Like last year, you all will be walking away with Ariana Grande wigs, oversized sweatshirts, signed lithos, lollipops, and her complete discography. And if you look under your chair, there’s a Mr. Purple and a Cat Valentine wig for you. And again, no, Mr. Puple isn’t a sex toy.
Oh, Disney+. It’s been the greatest and the worst thing that has happened to the world in 2019. Sure, it’s everything to go on nostalgia trips with shows and movies that you haven’t seen in years. But now everyone and their mother has or is going to have a streaming service. Do you know how much money is going to be? Don’t get me wrong, I cannot wait to be able to stream and relive my childhood. But at what cost? There’s no gift for you with this thing. It’s just something to think about.
Oh, Disney+ gave us Baby Yoda. Baby Yoda is a mood and will forever be the greatest Disney Princess and Star Wars character ever created. Baby Yoda for President. Baby Yoda for life.

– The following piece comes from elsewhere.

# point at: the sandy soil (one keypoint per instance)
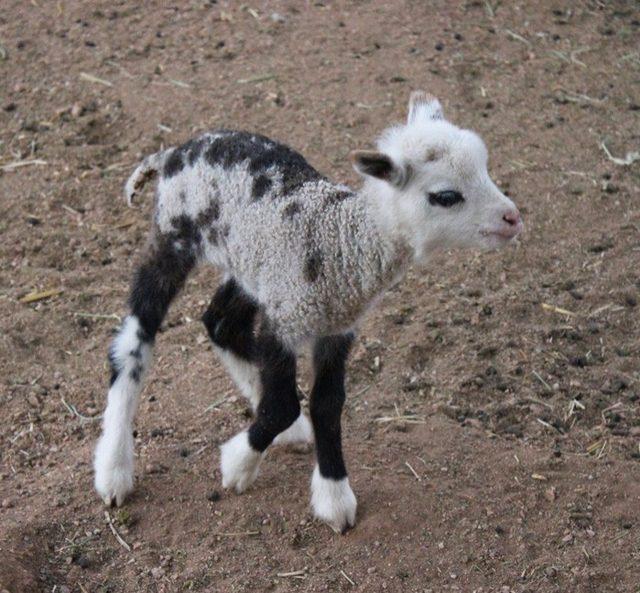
(520, 471)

2019 was the return of the Jonas Brothers. They lost the purity rings, got married, and lost their Disney label and sound for a more mature sound and label. Nick, Kevin, and Joe Jonas released a new album, “Happiness Begins,” and started a new tour. They gave us so many good bops this year that it ain’t even funny. “Sucker,” “Cool,” “Rollercoaster,” the list goes on and on. It was also fun to hear the Jonas Brothers sing Nick/Joe’s other work. Kevin’s other work was displayed on the tour bus. It’s finger painting and lullabies. But don’t worry, Nick Jonas is still everyone’s favorite Jonas. Even with his dadbod. His dadbod is mood.
Everyone will get free memberships to the failure that is Jonas Vinyl Club. There’s also the Nick Jonas Bacon and Cigar Club, Joe Jonas Cake, Sex, and Weed Club, and the Kevin Jonas Nursing Rhyme and parenting Club. There’s a lot of Jonas side clubs that were all so much better and reasonably priced compared to the Jonas Vinyl Club. We need to get them more publicity.
Unlike in past years, I’ve included the Queen because it’s her. Last year, she got thrown a parade and didn’t even say a word. This year, while it was a hard year for our savior, she owned Instagram and made it hers. For that, She is on the list for the second year in a row. Everyone will walk away with her complete discography, including Britney Jean. As well as, you will also have all of her perfumes because who needs new music when you can have an endless supply of perfume.
And this years’ “Fuck you” go to…
- the people that still believe they live in the 1930s
- the people that believe that LGBTQ people aren’t people and don’t deserve rights
- all the ignorant people who still judge people by sexuality, race, religion, etc.
- people that don’t want to help people from other countries
- everyone that feels right about using children to justify their casual homophobia, racism, and/or being horrible people
- anyone that feels good about making others feel horrible about themselves to feel better. I hope it was worth making someone feel like absolute shit.
- everyone you think you are better than others. We are all the same.
- the parents that secretly or openly disapprove or hate the fact that their child/children are LGBTQ. Who cares who they fall in love with or identify as? Just as long as they are happy should be all that matters. And fuck you if you have kicked them out because of it. You are a horrible parent and person
- everyone who doesn’t want to talk about how to stop people from fucking shooting other people every day. I’m frankly tired of hearing about it. We didn’t fix it in 2019 so let’s shoot for 2020, K?
This will do it for this year’s Favorite Things. I’ll be sending the police to Oprah’s compound just to make sure she’s okay. She’s probably already thinking how she’s going to top my list next year. Oprah is brainstorming my demise with Gayle by the fireplace. Bring it on, O.